Lowe’s Store Digital Twin project is described as giving associates superpowers to better serve customers.
Lowe’s is leveraging Nvidia Omniverse technology, and created an industry-first interactive replica of Lowe’s stores that showcases a future in which AI and XR are part of their associates’ daily lives.
The are building toward a future in which their associates can visualize and interact with nearly all of a store’s digital data, thanks to the digital twin.
The digital twin stores fuse spatial data with product location, historical information, and data from advanced in-store sensors.
This technology is currently live in two [Lowe’s] stores, where their associates can not only visualize and interface with a Lowe’s store in 3D, but can interact with nearly all of a store’s data in new ways, across a range of devices.
Visuals show associates wearing Magic Leap 2 augmented reality headsets. The interactivity enabled by the digital store and AR tech “opens up numerous possibilities for Lowe’s associates.”

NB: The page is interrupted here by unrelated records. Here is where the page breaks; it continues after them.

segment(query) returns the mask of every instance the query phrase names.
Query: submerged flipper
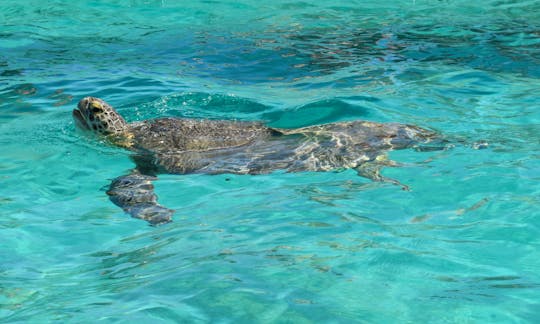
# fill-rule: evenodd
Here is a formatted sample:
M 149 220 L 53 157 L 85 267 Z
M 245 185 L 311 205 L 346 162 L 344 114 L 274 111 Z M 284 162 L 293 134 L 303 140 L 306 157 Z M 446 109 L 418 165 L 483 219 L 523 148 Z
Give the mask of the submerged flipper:
M 397 186 L 400 186 L 401 189 L 405 191 L 409 191 L 409 186 L 399 182 L 396 179 L 388 178 L 383 175 L 381 175 L 381 169 L 384 166 L 390 166 L 390 167 L 396 167 L 399 166 L 396 162 L 387 160 L 384 155 L 378 156 L 374 161 L 369 161 L 360 164 L 355 168 L 356 172 L 358 172 L 359 176 L 362 176 L 364 178 L 368 178 L 373 181 L 378 182 L 388 182 L 395 184 Z
M 152 225 L 168 223 L 174 210 L 157 203 L 152 180 L 155 177 L 133 171 L 114 179 L 107 191 L 109 199 L 134 218 L 148 221 Z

Lowe’s gives an example where the AR headsets allow associates to “see a hologram of the digital twin overlaid atop the physical store in augmented reality. This can help an associate compare what a store shelf should look like versus what it actually looks like, and make sure it’s stocked with the right products in the right configurations.”
The AR headsets will also provide a non-literal “X-Ray Vision” where associates can “view information on obscured items on hard-to-reach shelves.” In other words, they can view information without having to climb a ladder to read or peek inside a cardboard carton.

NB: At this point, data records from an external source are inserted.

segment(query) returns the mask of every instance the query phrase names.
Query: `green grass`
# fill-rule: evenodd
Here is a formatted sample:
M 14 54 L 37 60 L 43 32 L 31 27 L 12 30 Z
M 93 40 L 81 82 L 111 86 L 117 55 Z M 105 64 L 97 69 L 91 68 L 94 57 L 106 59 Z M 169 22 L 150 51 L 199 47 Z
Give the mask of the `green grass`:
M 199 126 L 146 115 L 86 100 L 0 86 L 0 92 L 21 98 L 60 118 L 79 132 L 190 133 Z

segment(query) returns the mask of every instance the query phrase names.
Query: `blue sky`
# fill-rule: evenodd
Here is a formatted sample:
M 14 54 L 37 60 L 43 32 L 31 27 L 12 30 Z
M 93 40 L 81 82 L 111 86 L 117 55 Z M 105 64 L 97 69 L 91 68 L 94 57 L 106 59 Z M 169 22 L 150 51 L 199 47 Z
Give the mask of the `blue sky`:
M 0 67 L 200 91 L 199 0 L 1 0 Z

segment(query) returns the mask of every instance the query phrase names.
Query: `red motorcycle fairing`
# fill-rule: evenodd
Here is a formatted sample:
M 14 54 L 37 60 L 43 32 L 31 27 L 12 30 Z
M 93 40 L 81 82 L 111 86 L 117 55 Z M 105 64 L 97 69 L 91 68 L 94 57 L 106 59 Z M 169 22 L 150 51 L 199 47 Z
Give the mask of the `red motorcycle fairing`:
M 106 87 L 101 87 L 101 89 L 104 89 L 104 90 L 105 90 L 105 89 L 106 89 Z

With an AR headset and the digital twin, the associate could look up at a partially obscured cardboard box from ground level, and, thanks to computer vision and Lowe’s inventory application programming interfaces (APIs), determine and view its contents via an AR overlay.

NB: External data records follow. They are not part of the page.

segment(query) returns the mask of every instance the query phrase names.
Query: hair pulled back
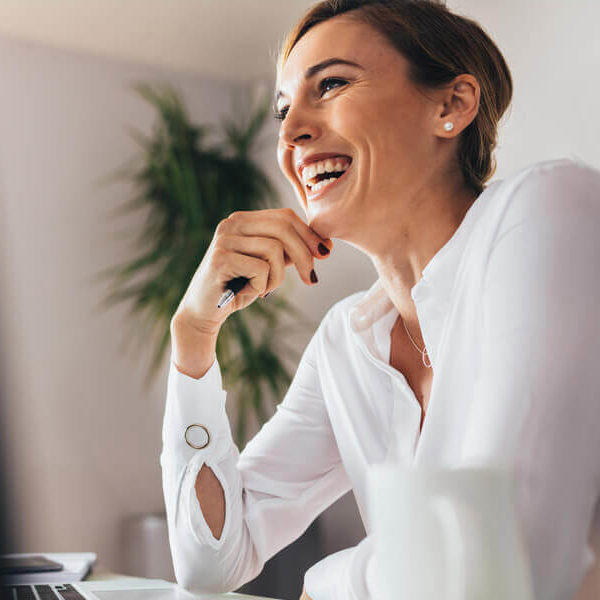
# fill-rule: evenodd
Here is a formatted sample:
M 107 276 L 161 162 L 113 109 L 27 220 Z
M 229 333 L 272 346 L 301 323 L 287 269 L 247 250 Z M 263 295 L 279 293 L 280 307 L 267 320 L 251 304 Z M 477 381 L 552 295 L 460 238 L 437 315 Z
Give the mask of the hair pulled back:
M 477 22 L 435 0 L 324 0 L 310 8 L 284 39 L 278 73 L 307 31 L 350 11 L 408 61 L 410 81 L 420 89 L 443 88 L 462 73 L 477 79 L 479 111 L 460 134 L 457 159 L 465 184 L 481 193 L 496 170 L 498 123 L 513 92 L 510 71 L 496 44 Z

Lowe’s says the tech allows allows for store visualizations and optimization.
Just as e-commerce sites gather analytics to optimize the customer shopping experience online, the digital twin enables new ways of viewing sales performance and customer traffic data to optimize the in-store experience using 3D heatmaps and distance measurements of items frequently bought together.
The tech also allows for simulations, where they can use historical order and product location data with “AI avatars to simulate how far customers or associates might need to walk to pick up items often bought together.”
Nvidia’s promo video advertises that their collaboration with Lowe’s is “reinventing retail.” The video presents a brief and interesting technical overview:
There’s a lot of power in this type of technology, and it will be interesting to see if Lowe’s expands the Store Digital Twin concept to more stores.
There’s also the question as to whether any of this will eventually benefit Lowe’s store associates or customers in significant ways.